I believe the frame comes with Ceramic Bearings.

I am planning on running Specialized BB30 crankset. What bottom bracket do I need?
I can't seem to find one listed in specialized catalogue.

Cheers


----------



## Optimus (Jun 18, 2010)

You'll need the PF30. The ceramic bearings it comes with is the BB!

You do not need to buy another BB, it comes w/ a ceramic one, however after some riding you may want to get a set of stainless bearings.


----------



## roadworthy (Nov 11, 2011)

Congrats on your order vladt. What kind of timing are you hearing from Specialized for the frameset?
As to BB/bearings...what Optimus said.


----------



## RkFast (Dec 11, 2004)

Im hearing you can get any frameset now fairly quick, within a few weeks. Except race black, which has a Jan delivery date.


----------



## roadworthy (Nov 11, 2011)

RkFast said:


> Im hearing you can get any frameset now fairly quick, within a few weeks. Except race black, which has a Jan delivery date.


Is that true RK? I just ordered a Roubaix Pro frameset and my local bike shop who is a Specialized dealer can not commit to delivery timing...from now until March '12 Specialized is saying. I know another member has a Roubaix on order as well with no firm delivery timing commitment.


----------



## vladt (Oct 4, 2010)

Thanks for all the replies boys... Thanks Optimus for clarifying the BB config.
The frame is in (someone has reneged on their original order, otherwise the wait is 3 month) (Carbon/red) and I am in a process of getting all the Di2 "goodness" from various online stores. The LBS simply can't get any at the moment so I am "forced" to save money by buying online. 
Once all the bits are in, I'll take some pics of the build and post it here. 

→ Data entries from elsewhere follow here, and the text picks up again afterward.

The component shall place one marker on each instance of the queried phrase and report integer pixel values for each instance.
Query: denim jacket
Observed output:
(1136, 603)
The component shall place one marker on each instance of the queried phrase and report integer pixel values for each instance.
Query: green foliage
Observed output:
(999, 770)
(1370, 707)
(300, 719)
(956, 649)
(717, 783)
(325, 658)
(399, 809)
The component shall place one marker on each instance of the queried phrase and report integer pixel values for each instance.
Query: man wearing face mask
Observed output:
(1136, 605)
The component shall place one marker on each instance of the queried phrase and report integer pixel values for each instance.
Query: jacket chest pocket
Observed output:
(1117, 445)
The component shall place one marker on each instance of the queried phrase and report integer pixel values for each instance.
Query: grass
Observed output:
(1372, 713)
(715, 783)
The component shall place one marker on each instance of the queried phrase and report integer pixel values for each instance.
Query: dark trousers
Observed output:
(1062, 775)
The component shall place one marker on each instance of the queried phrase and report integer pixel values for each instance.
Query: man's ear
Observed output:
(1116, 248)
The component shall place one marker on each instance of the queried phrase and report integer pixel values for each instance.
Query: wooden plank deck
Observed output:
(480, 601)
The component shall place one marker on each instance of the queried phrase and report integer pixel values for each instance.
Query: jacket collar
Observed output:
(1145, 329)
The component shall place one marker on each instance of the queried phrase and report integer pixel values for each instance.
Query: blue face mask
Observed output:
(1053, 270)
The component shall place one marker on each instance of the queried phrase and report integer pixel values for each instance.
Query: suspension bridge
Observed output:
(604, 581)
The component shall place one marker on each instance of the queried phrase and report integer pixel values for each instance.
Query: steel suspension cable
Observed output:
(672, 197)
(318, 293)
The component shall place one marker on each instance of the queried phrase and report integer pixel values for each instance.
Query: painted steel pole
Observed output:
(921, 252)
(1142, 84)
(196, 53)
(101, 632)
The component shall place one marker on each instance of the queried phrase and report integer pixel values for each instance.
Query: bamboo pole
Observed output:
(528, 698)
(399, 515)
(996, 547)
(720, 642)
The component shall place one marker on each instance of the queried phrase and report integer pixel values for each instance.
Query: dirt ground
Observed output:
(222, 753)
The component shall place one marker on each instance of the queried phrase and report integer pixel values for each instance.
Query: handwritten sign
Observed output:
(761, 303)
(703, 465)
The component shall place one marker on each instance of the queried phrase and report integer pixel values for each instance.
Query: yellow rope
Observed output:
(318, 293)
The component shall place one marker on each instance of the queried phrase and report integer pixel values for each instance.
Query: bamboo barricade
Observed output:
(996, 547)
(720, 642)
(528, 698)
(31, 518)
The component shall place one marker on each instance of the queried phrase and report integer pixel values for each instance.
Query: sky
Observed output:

Another problems I am having is related to availability of Specialized cranksets. Apparently matt black crank arms are due in March next year. 

What crankset would you recommend guys?
I welcome any suggestions for the build...

Cheers
vladt


----------



## Optimus (Jun 18, 2010)

RkFast said:


> Im hearing you can get any frameset now fairly quick, within a few weeks. Except race black, which has a Jan delivery date.



I don't know where you're getting this info from, but from what I'm hearing this isn't the case. Seems like they have a very limited amount of certain sizes in stock.


----------



## Optimus (Jun 18, 2010)

If you're going Di2, go the whole route and get DA cranks!


----------



## vladt (Oct 4, 2010)

I thought about it, but I kind of want to use the BB30 that's already there. The DA cranks would require adapters right?

What's your take on Di2 Optimus?


----------



## Optimus (Jun 18, 2010)

Di2 rocks!!! I love the Di2 shifters, the way it looks and feels is second to none. However, the derailleurs are somewhat larger than I had hoped.

Yes, if you use DA cranks, you will need the adapters which come w/ the frame.


----------



## PJ352 (Dec 5, 2007)

vladt said:


> I thought about it, but I kind of want to use the BB30 that's already there. The DA cranks would require adapters right?


The DA cranks would require adapters (see below), but you'd still be utilizing the BB30 (6806) bearings.
Wheels Manufacturing - BB 30 Shims


----------